Now with all this talk of the British bringing in their huge men-of-war to New Orleans, there to off-load lobster-backed regulars in preparation of launching a pincers invasion on the entire Mississippi valley … why, it only gave the faint of heart another reason to dwell long
and hard on heading back east somewhere, anywhere the British weren’t coming ashore and the Indians weren’t skulking.

“I’ll tell you this for a fact,” Able declared, dusting shavings off his lap onto the porch and standing to stretch backward, working the kinks out of his spine. “The Injuns don’t need no British to help ’em make trouble in this country. Forests thick as they are hereabouts, the Injuns got millions and millions of friends.”

“Friends?” Titus asked, nicking a finger with his knife.

“The trees,” Guthrie answered, jabbing his knife into the dark. “Trees what can hide them savages as they come sneaking up on a settler’s place. Hide ’em again after they’ve done their devil’s work and are skulking away into the forest, getting off with scalps and prisoners and everything else the durn blooders can carry away.”

“There simply ain’t no way of figuring what goes on in an Injun’s mind,” Lottie added as her foot rocked the treadle, the hackle spinning in rhythm with the giant wheel as the wool fibers wrapped themselves around one another in a long, continuous strand she was carefully taking up on another spindle.

Marissa sat nearby atop a three-legged stool as the air cooled and the twilight deepened, carding more of last spring’s wool sheared from the family’s sheep.
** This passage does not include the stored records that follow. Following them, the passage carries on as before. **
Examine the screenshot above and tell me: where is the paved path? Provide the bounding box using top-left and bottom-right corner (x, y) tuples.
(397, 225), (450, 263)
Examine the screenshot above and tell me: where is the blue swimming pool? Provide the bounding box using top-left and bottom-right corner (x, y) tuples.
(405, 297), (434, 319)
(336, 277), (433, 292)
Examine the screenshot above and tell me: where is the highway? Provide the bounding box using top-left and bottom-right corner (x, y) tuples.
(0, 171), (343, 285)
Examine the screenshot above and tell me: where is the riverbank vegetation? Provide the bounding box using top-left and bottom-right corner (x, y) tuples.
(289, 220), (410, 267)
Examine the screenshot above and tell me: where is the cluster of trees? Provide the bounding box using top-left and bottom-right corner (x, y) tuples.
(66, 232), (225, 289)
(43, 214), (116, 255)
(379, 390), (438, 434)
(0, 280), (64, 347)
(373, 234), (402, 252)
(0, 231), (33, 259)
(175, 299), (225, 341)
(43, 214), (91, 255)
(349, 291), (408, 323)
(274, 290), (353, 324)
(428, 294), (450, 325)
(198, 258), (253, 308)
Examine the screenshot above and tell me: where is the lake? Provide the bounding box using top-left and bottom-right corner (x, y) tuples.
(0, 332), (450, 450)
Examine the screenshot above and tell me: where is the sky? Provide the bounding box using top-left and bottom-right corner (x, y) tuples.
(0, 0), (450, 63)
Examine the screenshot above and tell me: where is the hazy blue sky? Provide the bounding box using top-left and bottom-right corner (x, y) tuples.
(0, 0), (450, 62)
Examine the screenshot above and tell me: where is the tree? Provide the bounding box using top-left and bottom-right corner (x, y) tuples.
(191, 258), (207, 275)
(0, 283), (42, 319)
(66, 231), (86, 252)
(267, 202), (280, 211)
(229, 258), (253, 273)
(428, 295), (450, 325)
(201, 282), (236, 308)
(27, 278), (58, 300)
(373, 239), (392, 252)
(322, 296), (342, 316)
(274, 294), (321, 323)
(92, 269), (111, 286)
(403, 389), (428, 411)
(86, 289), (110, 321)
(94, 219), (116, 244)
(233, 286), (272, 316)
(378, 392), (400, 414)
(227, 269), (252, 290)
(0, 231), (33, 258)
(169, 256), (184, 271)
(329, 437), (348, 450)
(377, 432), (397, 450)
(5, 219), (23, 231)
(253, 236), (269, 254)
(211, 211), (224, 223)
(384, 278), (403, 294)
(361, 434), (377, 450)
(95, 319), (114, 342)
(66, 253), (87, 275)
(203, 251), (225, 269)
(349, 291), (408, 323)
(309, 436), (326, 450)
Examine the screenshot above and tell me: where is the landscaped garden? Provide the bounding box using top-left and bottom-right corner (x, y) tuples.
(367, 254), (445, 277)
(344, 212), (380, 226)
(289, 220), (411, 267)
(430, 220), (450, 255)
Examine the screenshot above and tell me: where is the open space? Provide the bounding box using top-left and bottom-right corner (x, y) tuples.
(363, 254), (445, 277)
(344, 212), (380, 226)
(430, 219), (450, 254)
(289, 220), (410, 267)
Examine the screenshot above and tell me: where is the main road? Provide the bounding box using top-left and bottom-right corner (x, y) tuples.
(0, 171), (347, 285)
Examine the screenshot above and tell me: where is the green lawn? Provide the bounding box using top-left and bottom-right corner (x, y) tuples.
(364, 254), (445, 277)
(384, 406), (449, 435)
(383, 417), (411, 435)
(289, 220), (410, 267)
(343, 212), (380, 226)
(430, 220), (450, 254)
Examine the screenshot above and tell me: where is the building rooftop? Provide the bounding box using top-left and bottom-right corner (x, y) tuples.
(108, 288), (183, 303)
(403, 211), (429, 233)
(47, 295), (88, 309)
He looked at her a long moment, watching her hands at work, remembering his mother at work on her own linsey-woolsey, the cane splints clacking as she moved them back and forth in the weaving sleigh, making her coarse cloth for those loved ones needing new shirts and britches, dresses and stockings.
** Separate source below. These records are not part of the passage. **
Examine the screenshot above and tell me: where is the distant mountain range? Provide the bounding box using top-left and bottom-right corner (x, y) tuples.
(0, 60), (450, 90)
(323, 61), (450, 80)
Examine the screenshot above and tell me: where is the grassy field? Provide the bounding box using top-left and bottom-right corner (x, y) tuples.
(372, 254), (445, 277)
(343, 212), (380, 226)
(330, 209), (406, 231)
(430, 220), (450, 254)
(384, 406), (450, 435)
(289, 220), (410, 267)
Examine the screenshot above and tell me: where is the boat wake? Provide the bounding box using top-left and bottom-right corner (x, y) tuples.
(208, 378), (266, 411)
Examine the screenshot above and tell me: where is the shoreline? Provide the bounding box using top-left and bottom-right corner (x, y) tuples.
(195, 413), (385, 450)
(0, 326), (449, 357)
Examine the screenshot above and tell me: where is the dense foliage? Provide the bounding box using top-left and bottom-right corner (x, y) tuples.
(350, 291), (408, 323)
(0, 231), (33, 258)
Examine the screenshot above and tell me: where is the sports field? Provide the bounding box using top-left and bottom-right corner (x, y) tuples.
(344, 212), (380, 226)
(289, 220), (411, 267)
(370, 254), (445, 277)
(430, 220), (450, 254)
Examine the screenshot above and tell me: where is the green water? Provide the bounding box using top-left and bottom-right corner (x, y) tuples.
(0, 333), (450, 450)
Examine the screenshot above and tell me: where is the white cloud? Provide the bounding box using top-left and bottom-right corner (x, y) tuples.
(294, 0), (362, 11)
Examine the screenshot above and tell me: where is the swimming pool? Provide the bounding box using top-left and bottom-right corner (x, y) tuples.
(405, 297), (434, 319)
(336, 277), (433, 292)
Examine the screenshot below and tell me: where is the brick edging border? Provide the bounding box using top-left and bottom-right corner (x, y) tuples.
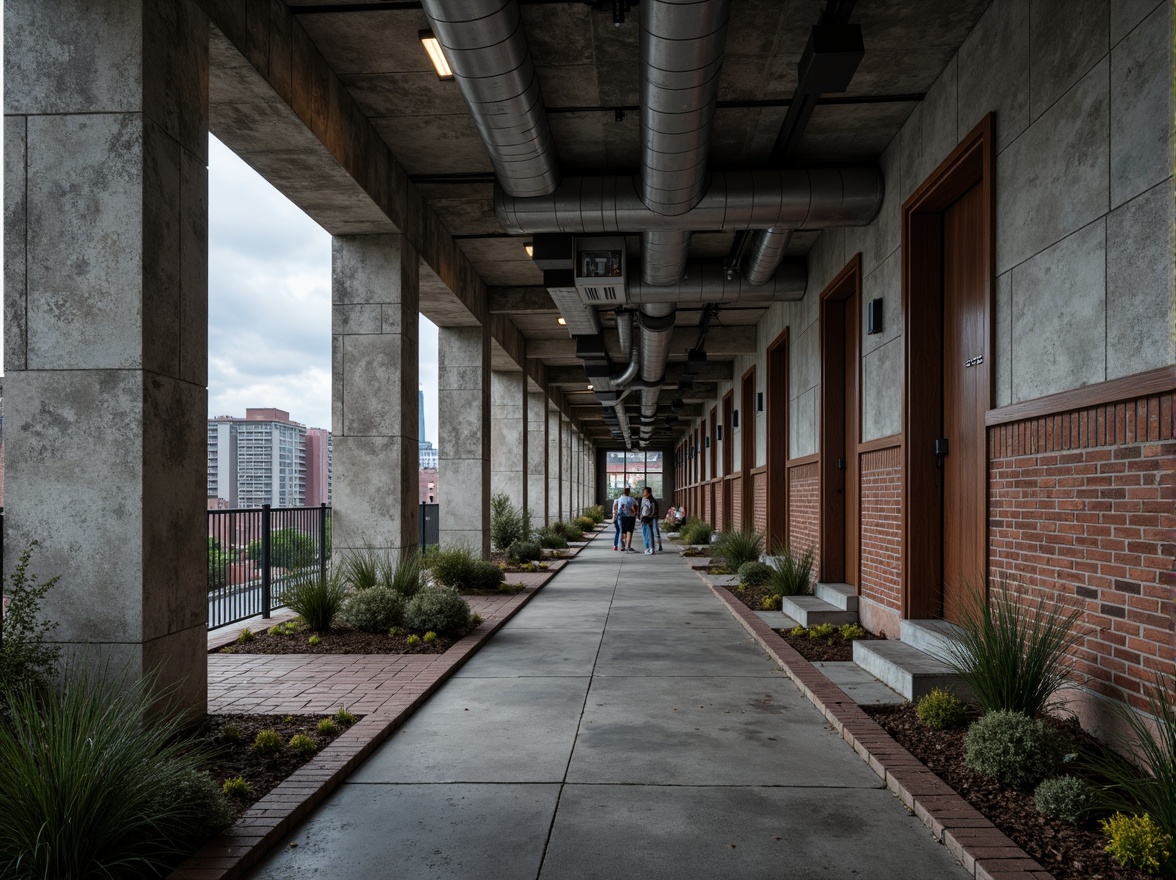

“The missus is right, Titus,” Able agreed. “No way of knowing when Injuns will break loose. That’s why my folks kept the doors barred tight, and come summer they plugged the chimneys too.”

Bass looked up at Able. “Injuns come in down the chimneys?”

“They sure as … they sure do,” Guthrie said, barely catching himself. “They’ll come to get you anyways they can. Mingoes, Wyandots, them Shawnee what your grandpa fought in his day. Any and all of ’em. They’re the
devil’s seed, that’s the gospel. Their kind’s the red offspring of ol’ Be-Hell-Zee-Bub himself!”